As to the appropriate award of damages, the equitable remedy of specific performance is routinely awarded in contract actions involving real property, on the premise that each parcel of real property is unique.

A particular difficulty presented in this case arose out of the two mortgages on the property. The sale proceeds would have been sufficient to fully pay off those mortgages on the contract’s sale date — $921,341.38 on the first mortgage and $501,670.77 on the HELOC. But the Brois’ defaulted in payment of those two mortgages at around the time they breached the sale contract, and the sums due to satisfy the liens and convey clear title to the property significantly exceeded the sale price provided for in the contract.

There was no question that the bank had the right to have the liens paid off in their entirety at the time of the closing on the sale of the property. The Court could not issue an order that would violate the rights of a third party whose interest in the equity was superior to Okere/Porter. Therefore, any resolution of the action must simultaneously provide that Okere/Porter were entitled to take title to the property from the Broises for the contract price of $1,650,000 and that the bank was entitled to have its liens fully satisfied at the closing. Furthermore, the Broises are the only parties who were liable to the bank for the amounts due on the mortgages in excess of the contract price.
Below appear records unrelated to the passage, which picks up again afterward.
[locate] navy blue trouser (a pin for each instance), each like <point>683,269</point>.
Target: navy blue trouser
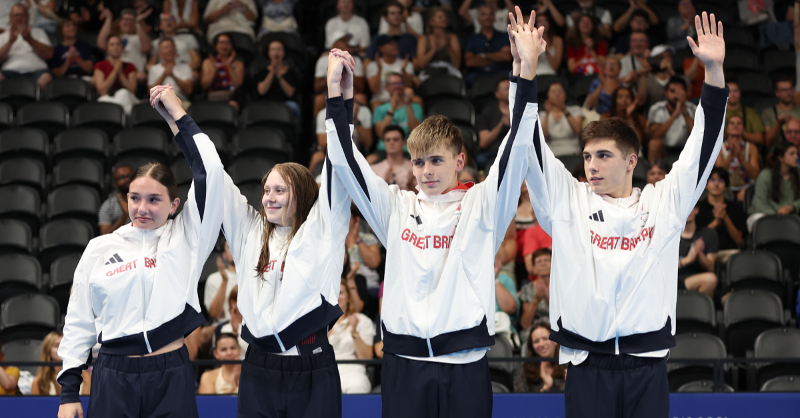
<point>276,386</point>
<point>421,389</point>
<point>142,387</point>
<point>617,386</point>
To formulate a resolution of this dispute, the Court looked to a precedent in which the Second Department awarded the buyer specific performance although the seller claimed to be unable to convey clear title at the scheduled closing, as a result of additional encumbrances on the property in an amount that exceeded the sale price, due to the seller’s own business dealings post-contract. The Court there reasoned that since the seller had a contractual obligation to discharge the liens and convey clear and marketable title, and because any professed inability to do so was its own doing, specific performance was the appropriate remedy. And directed that the seller should raise the money to pay off the second mortgage lien on the premises and convey clear title to the buyer in accordance with the contract.

Accordingly, the Court found that Okere/Porter were entitled to an award of specific performance of the contract of sale. To the extent that the sale proceeds were insufficient to pay off the mortgage liens, any additional sums that must be paid to the bank to fully satisfy the liens were the obligation of the Broises and they were directed to make such payments. 

But recognizing the possibility that the Broises would profess an inability to satisfy the mortgage liens at the closing, the Court’s judgment would include an alternative directive, as suggested by Okere/Porter: in the event, the Broises failed to pay off the mortgage and HELOC at the closing, then, to the extent the sale proceeds did not cover those liens, Okere/Porter would be entitled, at their option, to pay off the existing mortgages so that they could take the property with clear title and, upon so doing, they would be entitled to enter a supplemental money judgment against the Broises in the amount of any such payment necessary to obtain clear title, upon appropriate proof of payment.

The Court was not convinced that any other money judgment was warranted. The claim that Okere/Porter suffered losses based on their need to pay rent of $3,200 per month, as well as utilities, and the cost of a storage unit, failed to entitle them to such a judgment. The Broises would have paid utilities in any event. The need for a storage unit was not shown to have arisen out of the failure of the sale contract. And they would have been responsible for significantly more than those claimed losses in real estate taxes on the property, had they succeeded in obtaining title at the outset.

Okere/Porter’s application for an award of attorney’s fees was denied. Generally, attorney’s fees may not be awarded absent an agreement between the parties or a statute or court rule authorizing them. Okere/Porter did not allege or show that the agreement contained such a provision.